Are transmitters water resistant?
Pendant and watch style transmitters are water resistant to 60 feet of pressure. Alarm Electronics will replace at no charge any transmitter which is damaged by water in normal use. Because of the possibility of the seal being damaged with time and handling, if a transmitter is used in an environment which exposes the unit to water, frequent routine testing is a necessary requirement of use. Transmitters are not intended for constant exposure to water for extended times or exposure to high temperatures, chemicals, strong soaps, cleaning agents, solvents, etc. Users of these products should be made aware of these limitations. In addtition we recommend the PLS-style bands for the watch style transmitters which will see a water environment.
How long do the batteries last inside the transmitter?
The pendant and watch style transmitters are powered by lithium batteries which are not replaceable. Lithium batteries lose about 1-2% of their total capacity per year of shelf life and after 10 years should have 80% of their initial capacity less any discharge due to use. In the typical application the capacity for use is 10,000 operations of one second duration. The DW-101A auxillary transmitter batteries can be changed. The life depends on whether the input circuit is N/O or N/C and how frequently the transmitter is activated. If the input sensor circuit is N/C (normally closed) or the reed switch is used, the maximum battery life is typically 3 to 5 years due to the current drain required to monitor the closed loop. When the input circuit is N/O (normally open) and the reed switch is not used the life approaches the life of a pendant (10 years +) for seldom activated applications. The initial capacity is 50,000 activations (25,000 in supervised mode).
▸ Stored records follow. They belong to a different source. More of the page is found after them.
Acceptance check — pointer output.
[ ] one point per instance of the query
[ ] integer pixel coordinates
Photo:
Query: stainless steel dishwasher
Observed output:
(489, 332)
How do I know when the battery is low?
Each Transmitter sends a battery status every time it is activated to the receiver. The 811LX, 902L, 904L and 601A receivers/decoders have a low battery output which is activated if the transmitter sends a "LOW BATTERY" condition.
What about encoding?
There are approximately 65,000 possible transmitter key code combinations. The transmitters are encoded at random unless otherwise requested by the customer. Matched sets, or specific key code sequences are available at no additional cost.
What will cause a decrease in range?
Obstructions by metal or radio absorbent materials which either absorb the radio energy from the transmitter or reflect the energy to another direction preventing the signal from reaching the receiver. Reflections also cause multi-path effects where there will be areas of poor reception within a few feet of each other. Multi-path effects can be substantially eliminated by using 2 receivers a few feet apart. Location of the receiver is also important. In general the higher elevation the better. For instance, it is better to locate the receiver in an upstairs room than in a basement if it is desired to have reception outside the home. Obstructions such as aluminum siding or foil insulation/wall paper will block 90% or more of signal. In commercial installations place the receiver away from metal partitions and below suspended ceilings.
What about Interference?
EMI/RFI electromagnetic interference and radio frequency interference. Electrical or radio interference will not cause false alarms but may cause a substantial decrease in range. Typical sources are alarm panels with high clock rate micro-processor controls, radio scanners, local high power radio stations, defective dimmer controls, etc. For maximum immunity to EMI/RFI use the extended range receivers 811LX, 902L, 904L, 800LX which are superheterodyne receivers with good shielding and helical resonator antenna pre-filters.